The President disclosed this on Tuesday via his official X handle during his ongoing State Visit to Ankara, Türkiye.

Tinubu said discussions with Turkish President Recep Tayyip Erdoğan focused on deepening bilateral relations and delivering tangible economic benefits for citizens of both countries.

“President Recep Tayyip Erdoğan and I reaffirmed our shared ambition, which speaks directly to jobs, investment and opportunity for our people,” the President said.

He said both leaders agreed on the need to expand trade volumes and remove structural barriers limiting business growth between Nigeria and Türkiye.

“We are creating a clear pathway to a five-billion-dollar trade volume between Nigeria and Türkiye,” Tinubu stated.

The President described the talks as practical and forward-looking, driven by mutual interests and shared regional and global responsibilities.

“Our conversations were practical and forward-looking: trade and investment, energy, education, defence cooperation, peace and security,” he said.

Tinubu announced the establishment of a Joint Economy and Trade Committee to drive implementation of agreements and attract fresh investments.

“The creation of a Joint Economy and Trade Committee will unlock new flows of capital,” the President noted.

He said the committee would also support industrial growth, technology transfer and stronger private sector participation.

Tinubu welcomed President Erdoğan’s acknowledgement of Nigeria’s ongoing reforms, especially in the energy and investment sectors.

“I welcome President Erdoğan’s recognition of Nigeria’s reform momentum, particularly in the energy sector,” he said.

The President said the renewed confidence reflected Nigeria’s commitment to transparency, stability and sustainable economic growth.

“We are determined to build an economy that works for everyone, including the most vulnerable,” Tinubu added.

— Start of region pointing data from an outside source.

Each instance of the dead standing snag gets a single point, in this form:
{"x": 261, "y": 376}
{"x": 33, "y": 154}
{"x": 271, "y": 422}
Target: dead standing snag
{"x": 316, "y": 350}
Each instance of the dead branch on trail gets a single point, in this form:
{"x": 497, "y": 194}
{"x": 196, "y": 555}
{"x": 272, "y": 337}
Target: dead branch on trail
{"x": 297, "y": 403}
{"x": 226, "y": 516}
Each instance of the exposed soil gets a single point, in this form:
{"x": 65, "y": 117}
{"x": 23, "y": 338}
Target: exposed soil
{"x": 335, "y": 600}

On regional security, Tinubu reaffirmed Nigeria’s responsibility to promote peace and stability across Africa.

“Nigeria will continue to play its role in peace and stability in Africa,” the President said.

He said Türkiye’s expertise in counter-terrorism and defence cooperation would strengthen collective responses to emerging security threats.

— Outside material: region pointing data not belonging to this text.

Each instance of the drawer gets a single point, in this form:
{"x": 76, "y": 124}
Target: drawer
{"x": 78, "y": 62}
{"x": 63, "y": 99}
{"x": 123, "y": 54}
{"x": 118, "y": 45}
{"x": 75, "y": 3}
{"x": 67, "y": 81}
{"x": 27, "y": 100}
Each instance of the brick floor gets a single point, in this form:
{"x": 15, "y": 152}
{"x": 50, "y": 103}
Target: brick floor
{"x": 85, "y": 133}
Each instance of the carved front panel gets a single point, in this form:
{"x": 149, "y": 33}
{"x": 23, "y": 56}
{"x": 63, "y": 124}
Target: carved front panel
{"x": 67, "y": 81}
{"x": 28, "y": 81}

“Türkiye’s experience and readiness to cooperate in training, intelligence sharing and counter-terrorism strengthen our resolve,” he stated.

Tinubu said nine bilateral agreements were exchanged at the end of the meetings between both leaders.

The agreements cover defence, education, media cooperation, diaspora policy, trade facilitation, social development and institutional collaboration.

“Nigeria remains open for serious partnership. Open to trade without barriers, ideas, skills and investment that create value and shared prosperity,” he said.

Tinubu reaffirmed Nigeria’s commitment to inclusive growth, peaceful coexistence and active global engagement.

“We are building an inclusive economy. We are strengthening peace. Nigeria will continue to engage the world with confidence and clarity,” Tinubu said.